I'd gotten to know some of the other residents and now and then one of them would drop by to socialize, or invite me over for a drink or a meal. Other evenings, Bone would show up and we'd drink rum and talk some while he perfumed the darkness with his molasses-sweet pipe tobacco. Or we'd just sit quiet together, absorbing the night. They were all the company I needed or wanted.
Fred Cotler gradually faded out of my consciousness, until it was as if he'd never come to the island in the first place, never dirtied my hands with his blood.

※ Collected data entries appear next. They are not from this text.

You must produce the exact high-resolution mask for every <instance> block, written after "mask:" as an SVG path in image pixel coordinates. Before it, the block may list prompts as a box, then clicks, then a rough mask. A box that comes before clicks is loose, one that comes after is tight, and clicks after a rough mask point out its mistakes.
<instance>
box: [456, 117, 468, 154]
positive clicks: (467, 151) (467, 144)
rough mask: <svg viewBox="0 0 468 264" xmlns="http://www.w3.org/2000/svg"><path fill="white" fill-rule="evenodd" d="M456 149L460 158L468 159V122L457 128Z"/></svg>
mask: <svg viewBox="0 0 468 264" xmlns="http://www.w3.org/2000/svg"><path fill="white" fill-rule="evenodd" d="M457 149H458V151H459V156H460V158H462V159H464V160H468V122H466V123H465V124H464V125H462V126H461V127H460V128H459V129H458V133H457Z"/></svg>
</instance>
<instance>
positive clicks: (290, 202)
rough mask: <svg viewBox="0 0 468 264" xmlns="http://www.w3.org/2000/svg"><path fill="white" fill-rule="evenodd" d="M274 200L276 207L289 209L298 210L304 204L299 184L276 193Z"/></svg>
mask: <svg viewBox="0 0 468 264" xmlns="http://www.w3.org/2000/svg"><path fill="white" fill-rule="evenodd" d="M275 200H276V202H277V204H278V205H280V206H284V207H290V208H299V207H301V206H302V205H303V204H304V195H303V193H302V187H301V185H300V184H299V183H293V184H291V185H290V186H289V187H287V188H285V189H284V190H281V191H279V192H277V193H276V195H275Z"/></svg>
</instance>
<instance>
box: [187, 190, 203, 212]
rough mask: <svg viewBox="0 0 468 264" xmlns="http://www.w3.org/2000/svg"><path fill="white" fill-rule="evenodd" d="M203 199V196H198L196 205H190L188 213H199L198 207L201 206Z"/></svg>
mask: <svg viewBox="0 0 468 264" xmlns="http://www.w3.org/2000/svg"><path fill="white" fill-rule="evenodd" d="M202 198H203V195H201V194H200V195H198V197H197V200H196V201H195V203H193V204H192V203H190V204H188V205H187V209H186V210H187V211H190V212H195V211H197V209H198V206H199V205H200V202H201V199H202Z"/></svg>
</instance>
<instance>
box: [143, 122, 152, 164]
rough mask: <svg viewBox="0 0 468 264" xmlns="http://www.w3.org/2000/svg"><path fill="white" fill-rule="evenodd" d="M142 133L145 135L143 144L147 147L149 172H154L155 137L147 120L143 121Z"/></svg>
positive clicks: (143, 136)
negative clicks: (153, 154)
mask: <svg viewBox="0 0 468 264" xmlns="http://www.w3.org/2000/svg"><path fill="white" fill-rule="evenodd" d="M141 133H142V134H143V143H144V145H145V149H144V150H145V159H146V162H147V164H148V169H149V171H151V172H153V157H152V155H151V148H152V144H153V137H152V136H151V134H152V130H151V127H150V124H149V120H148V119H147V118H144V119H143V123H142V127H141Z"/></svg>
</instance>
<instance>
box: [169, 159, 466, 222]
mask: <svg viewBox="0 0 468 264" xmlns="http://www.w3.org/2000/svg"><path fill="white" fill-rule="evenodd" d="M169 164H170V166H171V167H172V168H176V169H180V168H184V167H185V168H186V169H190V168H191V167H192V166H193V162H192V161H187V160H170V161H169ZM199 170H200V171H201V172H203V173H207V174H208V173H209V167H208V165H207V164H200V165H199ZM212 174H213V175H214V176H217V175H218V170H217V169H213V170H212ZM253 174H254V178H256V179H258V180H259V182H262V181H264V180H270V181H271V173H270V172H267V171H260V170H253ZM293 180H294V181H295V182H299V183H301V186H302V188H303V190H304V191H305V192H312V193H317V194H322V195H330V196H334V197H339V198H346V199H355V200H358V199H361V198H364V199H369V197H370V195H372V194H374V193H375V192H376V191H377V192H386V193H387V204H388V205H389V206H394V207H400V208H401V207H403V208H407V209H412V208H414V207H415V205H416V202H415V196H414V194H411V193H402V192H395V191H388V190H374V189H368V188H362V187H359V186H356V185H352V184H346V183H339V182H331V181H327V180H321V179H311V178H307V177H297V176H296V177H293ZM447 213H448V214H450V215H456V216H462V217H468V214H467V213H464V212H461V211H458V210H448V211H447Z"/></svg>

I couldn't entirely forget Annalise, but sometimes a full week would go by without a single thought of her entering my head. I felt I couldn't ask for any more than that.
In May '83, shortly after Carnival, I had my fortieth birthday. Bone and I went out to celebrate. We nibbled a few drinks in the Bar, had dinner in a Creole restaurant on the Rue de St. Barthelemy, then set off on a Frenchtown and native-quarter pub crawl.
Somewhere along the way we picked up a couple of women, or the women picked us up—I'm not sure which. They were both native West Indians. One—big, bawdy, skin the color of melted licorice—knew Bone and latched on to him. I can't remember her name. The other one, Pearl, was younger, slimmer, lighter skinned, shy until she took in enough rum to loosen her inhibitions. She was a singer, or wanted to be a singer, and in one of the clubs she joined a loud steel band and sang an old Calypso song called "Don't Stop the Carnival" in a husky Antilles patois.
At some point after midnight we all piled into the Mini, four sardines in a can, and drove down to the Sub Base harbor marina so I could show off Windrunner. We partied on board, Pearl singing another song, to radio accompaniment this time, Bone and his woman joining in—the first time I'd heard Bone sing. He didn't have much of a voice, but he made up for it with energy and a high-stepping island dance. They got me up and dancing, something I would not have done if I'd been sober. The rum went down like water, very fast, and time got lost in a heady, rollicking swirl. We were all pretty drunk by then.
I don't remember Bone and the big woman leaving. The four of us were dancing, laughing, drinking, and the next thing I knew, Pearl and I were alone on deck, snuggled together in the moonlight, and I was shaking the last bottle of Arundel and it was empty. She said, "We doan need any more," and kissed me, and murmured snatches of another song in my ear, something soft and intimate, and kissed me again, and pretty soon we were down in the cabin, naked on my bunk.